As the real estate cycle dips in the midst of the credit crunch, expect investors to pull back from secondary and tertiary markets and continue to focus on the handful of global gateways. Values will hold up better in New York, Washington, D.C., San Francisco, West LA, and Seattle where capital has been concentrating. These markets boast diversified tenant bases with international reach.
When the economy slows, hot growth markets -- Atlanta, Dallas, Phoenix, Denver -- tend to cool off more quickly, getting caught with oversupply as demand shrinks. The OC and much of Florida, meanwhile, feel the side-effects of slumping housing and condo markets. Midwest manufacturing centers appear most vulnerable -- already hurting in good times, most capital red lines these markets in bad.

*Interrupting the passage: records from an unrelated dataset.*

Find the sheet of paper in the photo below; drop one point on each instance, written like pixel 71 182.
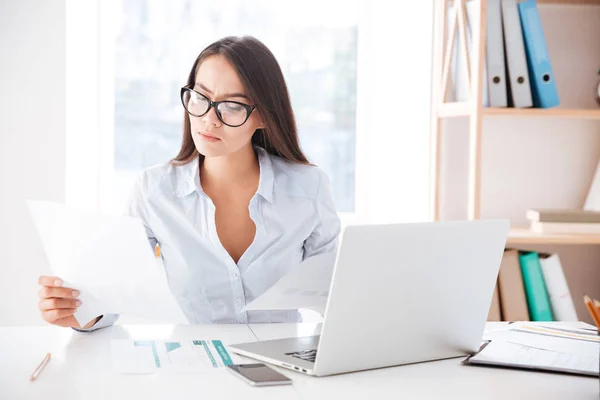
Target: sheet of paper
pixel 107 258
pixel 305 286
pixel 568 341
pixel 176 356
pixel 512 354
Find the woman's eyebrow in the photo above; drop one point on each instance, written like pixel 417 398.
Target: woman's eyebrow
pixel 201 86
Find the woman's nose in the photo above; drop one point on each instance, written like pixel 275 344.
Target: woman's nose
pixel 211 118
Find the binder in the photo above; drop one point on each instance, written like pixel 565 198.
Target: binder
pixel 510 288
pixel 495 313
pixel 543 85
pixel 561 301
pixel 515 56
pixel 460 83
pixel 535 287
pixel 472 19
pixel 496 70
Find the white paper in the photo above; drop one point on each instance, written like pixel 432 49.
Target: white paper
pixel 305 286
pixel 108 259
pixel 568 341
pixel 174 356
pixel 512 354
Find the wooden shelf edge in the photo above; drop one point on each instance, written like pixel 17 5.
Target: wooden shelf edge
pixel 526 236
pixel 570 2
pixel 450 110
pixel 459 109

Capital will also gravitate to infill properties, especially apartments and neighborhood shopping centers, and shy away from development especially in fringe areas. Institutional money continues to seek distribution/warehouses near major ports and dominant international airports. Suburban office and limited service hotels look more dicey. The further away from vibrant metro centers, the less interest from buyers and lenders.
Money players will also start to avoid smaller office markets with few major tenants and limited employer diversification. They worry that a major headshot -- like a city's dominant company forced into large layoffs -- would upend market equilibrium and cause property net operating incomes to plummet. But state capitals find some cushion from ample government jobs... at least for now. We need to watch whether states and cities tighten their belts in the next year as tax revenues decline.
In short, market bifurcation starts to occur in a flight to quality. The receding capital wave now forces greater upward cap rate adjustments on weaker properties in weaker markets. Investors who paid a higher price per pound in Manhattan or downtown Washington rest easier than owners in the Jersey suburbs or Northern Virginia. Capital starts to think about the meaning of risk adjusted returns again.